Many years ago in the UK, the Labour party and Conservatives squished out the Liberals to non-existence.

By electing Mulcair to continue Jack's legacy, the NDP may do just that.  But Mulcair has recognized that his first priority is party unity.  He needs to convince the old party brass of Brian Topp and Ed Broadbent that, like my old friend's social studies teacher back in the 80's, the old socialist way of thinking may get some elected, but it won't form a federal government.

No wonder the Liberals want to move their leadership race to this Fall.

Thursday, March 22, 2012

Redford PCs - "Money For Nothing"

Ordered to only give 12% back, Redford's PC MLAs who were on the committee were finally ordered to return only the money since she's been in power because according to her, "You can't change the past".

Well, no, you can.  Hats off to Liberal MLAs Dr. David Swann for originally giving all the money to charity and to leader Dr. Raj Sherman for paying his $40,000 back with interest.

For a full story, blogger Calgary Grit outlines and sums up the "Money For Nothing" scandal better than I ever could.  Give it a read.  Quotes from Redford and her PC MLAs simply show how arrogant and entitled they think are.

Come this election, let's remind them otherwise.

Wednesday, March 21, 2012

Q4 Net Interprovincial Migration

...It's Alberta by a landslide.  There's a big worker shortage here.
Newfoundland: -199
PEI: -468
Nova Scotia: -1,143
New Brunswick: -136
Quebec: -1,246
Ontario: -1,084
Manitoba: -1,004
Saskatchewan: +1
Alberta: +6,010
BC: -353
Yukon: -26
Northwest Territories: -271
Nunavut: -81

Monday, March 19, 2012

More than just tires...

Who the heck approved this?  I'd fire them. #wrp

Monday, March 12, 2012

Redford and the Money For Nothing Scandal

You may have heard...

There's was this legislative committee, you see, and it had 21 MLAs on it, mostly PCs.  Non-cabinet members on the committee got $1000 extra PER MONTH to be on the committee.

Thing is, since 2008, they've only met once, and apparently, for only 17 minutes!

The committee pay structure works like this... if you're on 7 committees, you only get a maximum of being paid as if you were on 4, so $4000/month.  Yippy!
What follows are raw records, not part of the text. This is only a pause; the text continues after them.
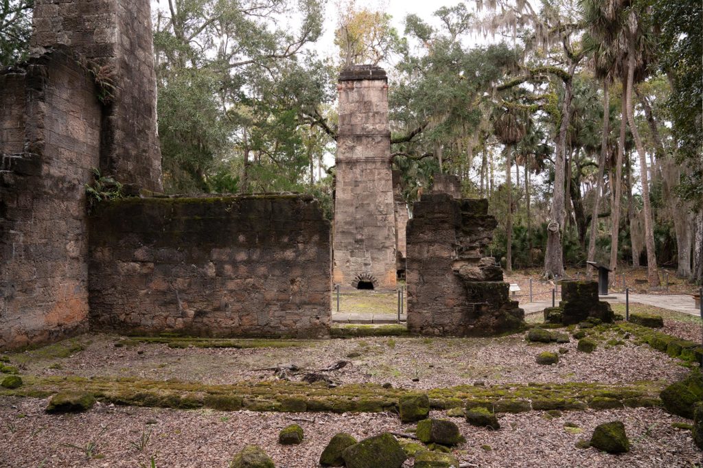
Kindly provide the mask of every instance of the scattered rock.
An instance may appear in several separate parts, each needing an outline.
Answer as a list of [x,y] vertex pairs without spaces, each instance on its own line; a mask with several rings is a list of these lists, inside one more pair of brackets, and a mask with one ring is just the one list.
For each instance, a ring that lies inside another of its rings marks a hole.
[[347,468],[400,468],[408,458],[396,438],[387,432],[347,447],[342,457]]
[[459,460],[449,453],[420,452],[415,457],[415,468],[459,468]]
[[298,424],[290,424],[278,433],[278,443],[292,446],[303,441],[303,428]]
[[457,407],[448,410],[446,415],[450,417],[463,417],[466,415],[466,413],[464,412],[464,408]]
[[537,355],[537,363],[542,365],[550,365],[559,362],[559,355],[556,353],[544,351]]
[[335,434],[320,455],[320,464],[324,467],[343,467],[344,460],[342,458],[342,453],[355,443],[356,439],[345,432]]
[[418,422],[415,435],[425,443],[441,443],[449,446],[458,445],[463,438],[459,427],[456,424],[447,420],[434,418]]
[[662,390],[659,398],[669,412],[692,420],[694,406],[703,401],[703,375],[700,371],[691,372],[681,382]]
[[87,411],[95,404],[95,397],[90,394],[60,391],[46,406],[46,412],[79,412]]
[[598,424],[591,438],[591,446],[608,453],[623,453],[630,450],[630,441],[621,421]]
[[527,332],[527,341],[536,343],[551,343],[556,340],[556,337],[551,332],[535,327]]
[[582,338],[579,340],[576,349],[583,353],[593,353],[595,350],[595,342],[590,338]]
[[22,379],[19,375],[8,375],[2,379],[0,386],[6,389],[16,389],[22,385]]
[[425,394],[401,396],[398,401],[398,406],[402,422],[421,421],[430,415],[430,398]]
[[693,412],[693,441],[703,450],[703,403],[696,405]]
[[479,427],[490,427],[496,430],[501,428],[496,415],[481,407],[466,408],[466,422]]
[[630,322],[649,328],[662,328],[664,327],[664,319],[659,316],[650,316],[646,313],[631,313]]
[[273,460],[257,446],[247,446],[234,456],[231,468],[276,468]]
Now wait a sec... don't we expect all of our MPs to be on a committee of some sort?  Isn't that part of their, you know, JOB?   Teachers don't get extra pay for the countless hours coaching basketball.
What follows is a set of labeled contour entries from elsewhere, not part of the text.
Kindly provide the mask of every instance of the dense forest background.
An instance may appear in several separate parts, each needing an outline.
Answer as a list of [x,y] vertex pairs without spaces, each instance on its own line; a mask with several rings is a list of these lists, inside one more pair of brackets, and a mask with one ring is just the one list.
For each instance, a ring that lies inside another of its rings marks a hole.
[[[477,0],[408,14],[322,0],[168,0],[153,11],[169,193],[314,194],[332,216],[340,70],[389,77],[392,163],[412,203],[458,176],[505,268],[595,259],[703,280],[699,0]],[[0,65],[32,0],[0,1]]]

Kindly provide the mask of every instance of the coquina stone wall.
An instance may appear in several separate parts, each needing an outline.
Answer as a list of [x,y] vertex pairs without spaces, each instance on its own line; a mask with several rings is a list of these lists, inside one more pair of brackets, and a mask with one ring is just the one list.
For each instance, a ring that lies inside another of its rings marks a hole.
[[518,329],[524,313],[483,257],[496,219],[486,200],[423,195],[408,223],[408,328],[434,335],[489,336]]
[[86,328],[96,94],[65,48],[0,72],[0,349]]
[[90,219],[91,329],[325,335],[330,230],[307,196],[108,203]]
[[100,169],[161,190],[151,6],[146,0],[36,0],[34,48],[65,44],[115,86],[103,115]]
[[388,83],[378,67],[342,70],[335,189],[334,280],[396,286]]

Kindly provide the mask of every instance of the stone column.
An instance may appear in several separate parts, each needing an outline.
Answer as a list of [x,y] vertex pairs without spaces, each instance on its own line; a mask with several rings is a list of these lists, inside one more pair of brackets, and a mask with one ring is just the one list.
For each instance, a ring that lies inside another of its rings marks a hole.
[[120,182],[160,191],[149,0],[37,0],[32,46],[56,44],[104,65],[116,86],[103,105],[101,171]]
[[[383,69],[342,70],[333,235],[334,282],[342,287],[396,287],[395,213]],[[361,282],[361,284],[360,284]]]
Anyway, to take it even further, if you think that's the kicker...

In one breath, Premier Redford said she didn't even know about the committee and said MLAs should return the money on their own as "it's a personal decision"...

Then the opposition and SOME media outlets shed light on the issue and demand that she order her MLAs to return the money...

So in the next breath, today she changes her tone and makes the order to suspend pay for this committee, while at the same time, trying to spin it saying in the leadership race she promised to review MLA pay structure.

Oh, what leadership!  What ethics!

I guess we'll wait until after the election to see if this happens.

Seriously, isn't 40 years of the same party in power not healthy for any democracy?

I'll say it again, vote for anyone but the PCs.  If you're progressive, you have lots of choices -- NDP, Liberal, Alberta Party.  If you're middle of the road you got the Alberta Party, Liberals, and middle-right, you got the Wildrose Party.  One of those parties fits your ideology, because I don't think the PCs are progressive or conservative at all anymore.